Zamieszanie o dodatek węglowy. Gminy "zaniepokojone", ile pieniędzy dostaną
- W województwie świętokrzyskiem najwięcej podań o dodatek złożono w Kielcach (4800) i gminie Końskie (4087)
- Świętokrzyski Urząd Wojewódzki w Kielcach poinformował gminy, że na dodatek węglowy otrzymano znacznie mniej, niż było wnioskowane
- Wojewoda zaprzeczył wysłanemu pismu i odwołał jego autora ze stanowiska
Wojewoda odwołuje pismo zastępcy
W czwartek świętokrzyski wojewoda Zbigniew Koniusz zaprzeczył pismu, które dzień wcześniej wysłał rzekomo w jego imieniu zastępca Leszek Śmigas.
Z wysłanego samorządom testu wynika, że otrzymają zaledwie 15 proc. kwoty, o jaką wnioskowali z tytułu dodatku węglowego. Koniusz zdementował informację, przeprosił samorządy za zamieszanie oraz odwołał Śmigasa ze stanowiska. Wypowiedź wojewody opublikował TVN 24.

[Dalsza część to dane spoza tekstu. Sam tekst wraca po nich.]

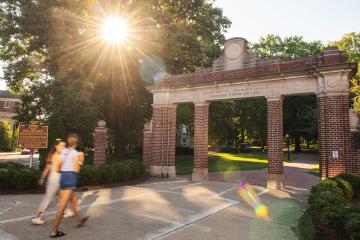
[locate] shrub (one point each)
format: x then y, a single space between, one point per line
354 181
352 226
5 136
107 174
328 203
345 187
305 227
19 177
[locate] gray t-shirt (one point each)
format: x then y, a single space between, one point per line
68 158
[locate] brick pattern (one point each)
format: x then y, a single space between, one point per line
322 136
275 136
334 135
10 106
329 57
147 149
355 149
100 146
164 135
201 135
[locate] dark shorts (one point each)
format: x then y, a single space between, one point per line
68 180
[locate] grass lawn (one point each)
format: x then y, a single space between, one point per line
219 162
315 171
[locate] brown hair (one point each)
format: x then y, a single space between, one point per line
53 149
73 139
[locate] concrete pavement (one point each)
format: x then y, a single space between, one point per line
177 209
173 209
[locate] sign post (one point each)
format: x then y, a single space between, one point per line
32 136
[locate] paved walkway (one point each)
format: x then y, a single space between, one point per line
296 175
161 209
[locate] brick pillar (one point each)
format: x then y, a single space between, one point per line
275 143
100 143
147 146
322 135
163 141
337 133
200 170
355 143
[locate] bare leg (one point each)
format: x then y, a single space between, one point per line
64 198
74 207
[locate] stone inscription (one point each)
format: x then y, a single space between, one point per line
237 92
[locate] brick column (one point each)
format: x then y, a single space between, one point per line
200 170
163 141
322 134
355 142
275 143
100 143
147 146
337 135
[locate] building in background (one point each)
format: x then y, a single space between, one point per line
7 106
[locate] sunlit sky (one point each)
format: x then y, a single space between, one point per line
325 20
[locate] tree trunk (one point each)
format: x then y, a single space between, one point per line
297 144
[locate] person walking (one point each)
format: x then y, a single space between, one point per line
71 161
51 171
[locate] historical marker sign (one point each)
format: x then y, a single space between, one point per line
33 136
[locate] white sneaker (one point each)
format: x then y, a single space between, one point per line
37 221
68 213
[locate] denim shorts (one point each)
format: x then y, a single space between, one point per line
68 181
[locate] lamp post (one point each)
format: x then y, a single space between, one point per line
287 140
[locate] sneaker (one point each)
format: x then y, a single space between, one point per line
68 213
37 221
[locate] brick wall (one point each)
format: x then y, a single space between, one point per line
355 147
334 134
201 135
330 57
100 145
275 136
164 135
322 135
11 108
147 149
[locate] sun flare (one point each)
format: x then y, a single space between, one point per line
115 30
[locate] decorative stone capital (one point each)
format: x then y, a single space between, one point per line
101 124
274 98
148 126
171 105
275 181
201 103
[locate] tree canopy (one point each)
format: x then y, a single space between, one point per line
66 74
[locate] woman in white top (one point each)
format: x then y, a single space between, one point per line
51 171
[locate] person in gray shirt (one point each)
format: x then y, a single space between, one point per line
71 160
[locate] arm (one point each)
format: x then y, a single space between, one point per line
81 158
45 173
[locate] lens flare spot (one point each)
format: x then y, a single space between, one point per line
248 194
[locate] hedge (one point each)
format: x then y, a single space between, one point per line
333 204
18 177
111 173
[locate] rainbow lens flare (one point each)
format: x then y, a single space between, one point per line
248 194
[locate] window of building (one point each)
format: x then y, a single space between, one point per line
6 104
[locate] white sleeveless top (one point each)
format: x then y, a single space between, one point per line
68 158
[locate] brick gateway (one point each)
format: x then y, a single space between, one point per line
239 74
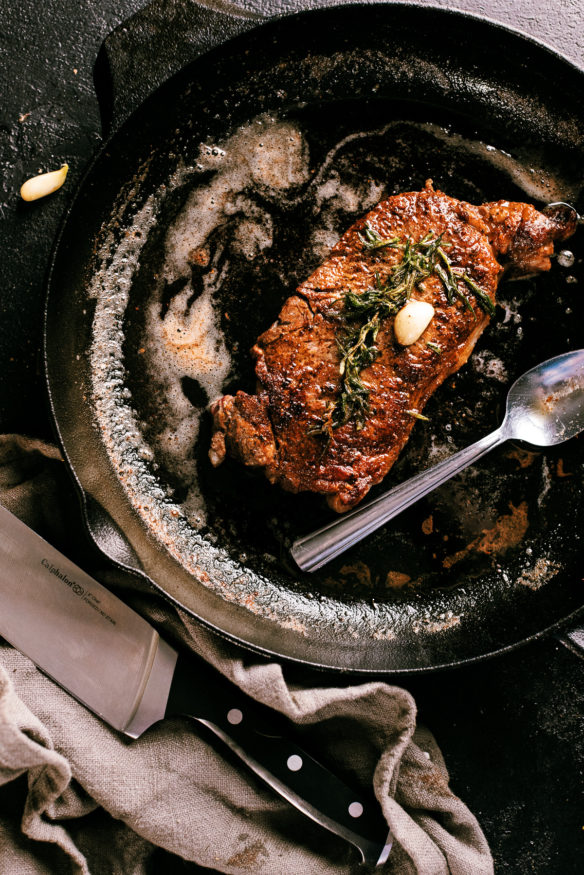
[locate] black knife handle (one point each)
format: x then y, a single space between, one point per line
296 776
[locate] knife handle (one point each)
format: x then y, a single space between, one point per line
287 768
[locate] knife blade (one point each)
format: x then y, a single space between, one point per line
115 663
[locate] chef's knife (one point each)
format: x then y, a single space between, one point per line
116 664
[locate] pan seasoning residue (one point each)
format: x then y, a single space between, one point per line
258 211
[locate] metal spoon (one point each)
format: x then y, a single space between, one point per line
544 407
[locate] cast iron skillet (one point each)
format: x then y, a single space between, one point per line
349 104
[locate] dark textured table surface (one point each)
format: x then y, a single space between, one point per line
510 728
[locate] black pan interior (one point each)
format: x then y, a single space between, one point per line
306 123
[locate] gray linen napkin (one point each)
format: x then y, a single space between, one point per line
97 803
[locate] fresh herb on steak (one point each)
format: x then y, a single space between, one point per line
364 313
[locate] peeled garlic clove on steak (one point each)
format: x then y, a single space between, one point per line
411 321
43 184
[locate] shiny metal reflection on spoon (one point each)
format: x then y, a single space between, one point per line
544 407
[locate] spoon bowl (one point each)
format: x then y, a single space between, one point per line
544 407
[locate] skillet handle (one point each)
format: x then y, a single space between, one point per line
154 44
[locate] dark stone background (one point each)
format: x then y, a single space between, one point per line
510 728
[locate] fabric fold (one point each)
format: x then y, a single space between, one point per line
177 788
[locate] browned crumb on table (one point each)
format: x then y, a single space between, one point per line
397 579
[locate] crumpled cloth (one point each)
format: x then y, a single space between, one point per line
77 797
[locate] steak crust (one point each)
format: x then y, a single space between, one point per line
297 358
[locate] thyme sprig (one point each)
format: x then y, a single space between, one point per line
364 313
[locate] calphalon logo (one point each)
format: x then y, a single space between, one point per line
52 569
86 596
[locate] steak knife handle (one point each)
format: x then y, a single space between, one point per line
287 768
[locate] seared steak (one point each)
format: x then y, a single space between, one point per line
291 426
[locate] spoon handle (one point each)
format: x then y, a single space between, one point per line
316 549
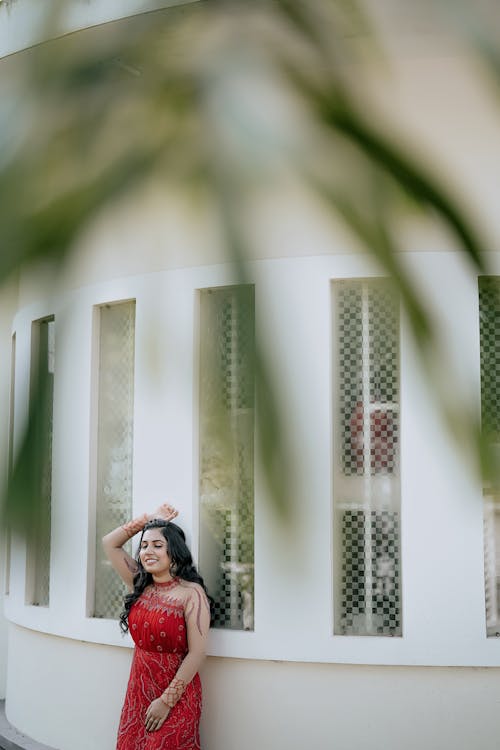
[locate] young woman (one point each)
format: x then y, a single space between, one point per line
168 615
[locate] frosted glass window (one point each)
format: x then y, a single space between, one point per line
227 400
41 409
115 412
366 458
489 330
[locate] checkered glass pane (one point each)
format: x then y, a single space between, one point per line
114 444
367 489
489 331
42 383
227 452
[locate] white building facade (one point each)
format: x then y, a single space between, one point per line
368 619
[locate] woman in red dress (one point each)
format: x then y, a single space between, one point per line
168 615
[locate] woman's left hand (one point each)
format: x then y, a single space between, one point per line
156 714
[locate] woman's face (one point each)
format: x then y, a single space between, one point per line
153 554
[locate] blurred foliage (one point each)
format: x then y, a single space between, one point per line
220 99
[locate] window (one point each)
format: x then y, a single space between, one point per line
114 443
227 452
489 337
366 459
41 415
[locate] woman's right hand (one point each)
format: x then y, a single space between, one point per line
166 512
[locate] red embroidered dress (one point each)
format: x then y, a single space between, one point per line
158 626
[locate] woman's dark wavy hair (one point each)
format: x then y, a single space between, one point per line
182 562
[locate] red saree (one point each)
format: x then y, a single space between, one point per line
158 627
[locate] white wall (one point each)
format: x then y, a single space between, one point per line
8 304
441 509
263 704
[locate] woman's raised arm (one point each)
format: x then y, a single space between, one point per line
122 562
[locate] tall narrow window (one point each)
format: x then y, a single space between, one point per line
41 418
115 412
10 459
366 460
227 452
489 336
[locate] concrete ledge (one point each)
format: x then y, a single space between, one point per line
11 739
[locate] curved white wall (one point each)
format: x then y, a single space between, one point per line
24 23
250 704
442 552
325 683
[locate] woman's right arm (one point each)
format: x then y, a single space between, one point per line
122 562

Nie wiem, czy to była pomyłka, czy celowe działanie. Treść pisma została wysłana w imieniu wojewody, ale bez skonsultowania jego treści. Przepraszamy samorządy, stosowna korekta została już do nich wysłana. (...) Pierwsze szacunki samorządów w województwie świętokrzyskim wynosiły 600 mln zł. W czasie poprzedniej, wrześniowej transzy przekazano im 300 mln, czyli połowę. Druga transza oscylowała już na 150 mln zł. Gminy po prostu zweryfikowały potrzeby społeczne.
Co z dodatkiem węglowym?
2 listopada Świętokrzyski Urząd Wojewódzki w Kielcach "poinformował" samorządy, że wypłata otrzymana w ramach dodatku węglowego jest znacznie niższa od tej, o którą wnioskowano. Zastępca świętokrzyskiego wojewody zaznaczył, że ten również nie ma pieniędzy, które mógłby na ten cel przekazać, o czym informuje kielce.wyborcza.pl.
Ile przyznał rząd na dodatek węglowy?
Adam Jarubas, eurodeputowany Polskiego Stronnictwa Ludowego, w środę opublikował na Facebooku pismo, jakie otrzymał Świętokrzyski Urząd Wojewódzki.
– Samorządy w świętokrzyskiem otrzymały pisma od Wojewody, że pieniędzy na dodatki węglowe nie ma i nie wiadomo, kiedy będą. Coś słabo musi być z tymi pieniędzmi w budżecie – Razem z komentarzem Jarubas zamieścił na Facebooku pismo.
Kwota, którą wojewoda otrzymał na rachunek, jest znacznie mniejsza niż wnioskowana. Otrzymane z Ministerstwa Klimatu i Środowiska środki wynoszą ok. 15 proc. złożonego przez tutejszy urząd zapotrzebowania. (...) Wojewoda nie posiada informacji, czy będą ewentualnie dopłaty brakujących kwot. (...) Wojewoda nie posiada własnych środków, które mógłby przekazać gminom w ustawowych terminach, środki przekazywane są przez Ministerstwo Klimatu i Środowiska.
Czytaj także: Nie przysługuje ci dodatek węglowy? Pewnie popełniłeś jeden z tych błędów
Pod pismem z 2 listopada podpisał się Leszek Śmigas, wicedyrektor Wydziału Infrastruktury i Rozwoju ŚUW.
Gminy sprawdzają wnioski o węgiel
Urzędnicy mają możliwość sprawdzania wniosków o dodatek węglowy, o czym pisaliśmy w innym artykule w INNpoland. Porównują je z deklaracjami składanymi do Centralnej Ewidencji Emisyjności Budynków. Mogą też sprawdzić, czy wnioskodawca opłaca wywóz śmieci. Jeśli nie, jego pismo jest od razu odrzucane.